Adieu à Vézelay (8)

Publié le par William Kisasondi

Épisode huit
Le marcheur du soir

Le marcheur du soir

À Vézelay, les offices religieux se tiennent soit dans la nef, le dimanche à 11h  soit dans le cloître, le samedi soir à 19h. La messe du dimanche est célébrée par les frères de Jérusalem, tandis que celle du samedi l'est par le frère Raoul. Du moins l'était, ce dernier étant parti en retraite il y a peu. La chapelle du cloître est située sur le côté droit de la basilique, légèrement en contrebas. C'est un petit espace qui offre l'avantage, en hiver, d'être chauffé. En outre, la relative exiguïté de l'endroit, le rend plus convivial, chacun étant plus proche de l'officiant. 

Bien que croyant depuis toujours, je n'ai commencé à assister aux offices que depuis quelques années. J'avais besoin dans ma vie spirituelle d'une communion d'âmes que j'avais trouvée de cette manière. Certes, j'aurais pu choisir d'y assister le dimanche, mais j'ai toujours trouvé le vaste espace de la nef peu propice à cette communion, c'est pourquoi j'avais choisi d'y assister le samedi. Certains puristes soutiennent qu'une messe n'est pas une « vraie » messe si elle n'a pas lieu le dimanche. C'est une position ancienne qui n'a plus lieu d'être de nos jours, d'autant que, à l'époque, je travaillais le dimanche.

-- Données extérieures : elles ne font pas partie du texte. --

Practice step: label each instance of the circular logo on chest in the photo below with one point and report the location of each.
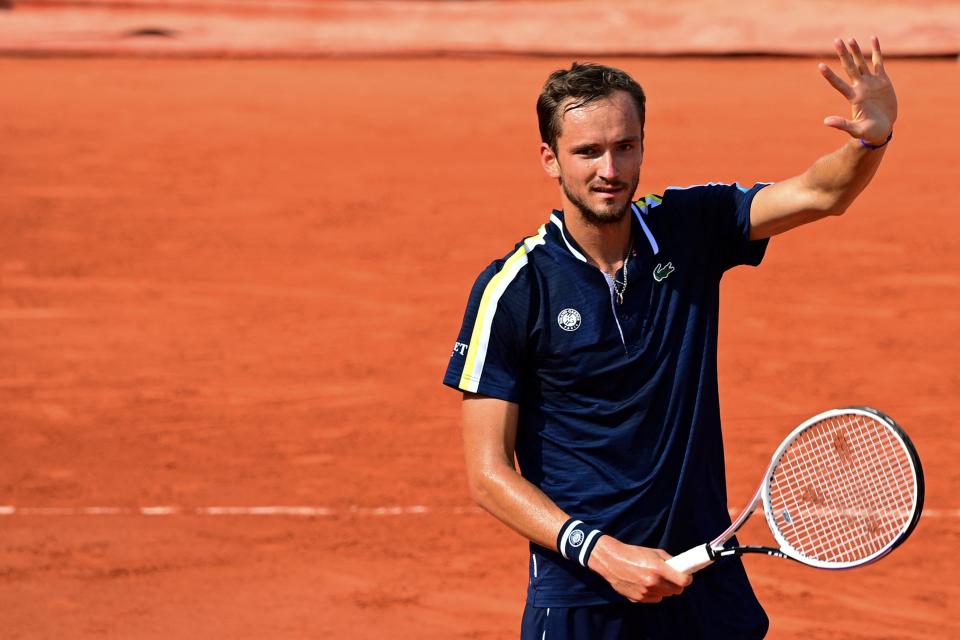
(569, 319)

Puis le « virus » est venu et avec lui, l'obligation du port du masque dans les édifices publics, y compris les églises. Je continuai malgré tout d'assister à la messe de 19h. Au début, le frère Raoul ne portait pas de masque et la moitié de l'assistance suivait son exemple. Ça ne sembla gêner personne plusieurs semaines durant, puis les mesures imposées par le gouvernement se durcirent et les mentalités changèrent également. Le paisible laxisme avait fait place à une rigueur toute nouvelle. Le frère portait alors le fameux masque bleu qu'il avait refusé jusque-là, sans doute certaines de ses ouailles s'étaient-elles plaint, à moins qu'il n'ait subi des pressions ou des remontrances de sa hiérarchie. De ce jour, tout le monde s'est mis à arborer son masque, tel un accessoire de mode indispensable. Il n'y avait plus aucune place pour les récalcitrants, tout le monde devait se plier au diktat ambiant… 

Je me suis plié au « jeu », une fois, puis j'ai laissé tomber. De la même manière, je ne mets plus les pieds dans la basilique pour la même raison. C'est dommage, j'aimerais bien rendre à nouveau visite à Marie-Madeleine et lui mettre un cierge… Celle-ci m'avait inspiré naguère ces quelques mots :

« Le marcheur se dirige vers une des chapelles qui entourent le chœur…
Le voici qui s'éveille à présent ! Gisant sur un sarcophage de pierre céleste, il se lève et voit des personnes tout autour qui lui sourient. L'une d'elle s'avance et lui demande : 
-Ne me reconnais-tu pas ?
Le dormeur s'étonne, se frotte les yeux et secoue la tête de droite et de gauche. 
-Je t'ai accompagné jusqu'ici, répond l'autre ! Et je continuerai pour l'éternité…
Celui qui s'éveille comprends enfin : « Je suis de l'autre côté ? Au delà... »
Une silhouette résolument humaine, une femme, s'approche :
-Je te reconnais. Tu me connais aussi, je suis la Madeleine qui fait rêver les hommes. Je suis venue t'accueillir et te souhaiter la bienvenue dans ce royaume…
A ces mots, l'homme cligne des yeux ! Plus de sarcophage, plus d'ange, plus rien que la statue de Marie Madeleine qui le regarde à travers ses larmes. »

Je vais lui mettre un cierge virtuel pour lui demander d'arrêter toute cette folie, que les méchants aillent croupir en enfer et que les hommes retrouvent enfin la liberté.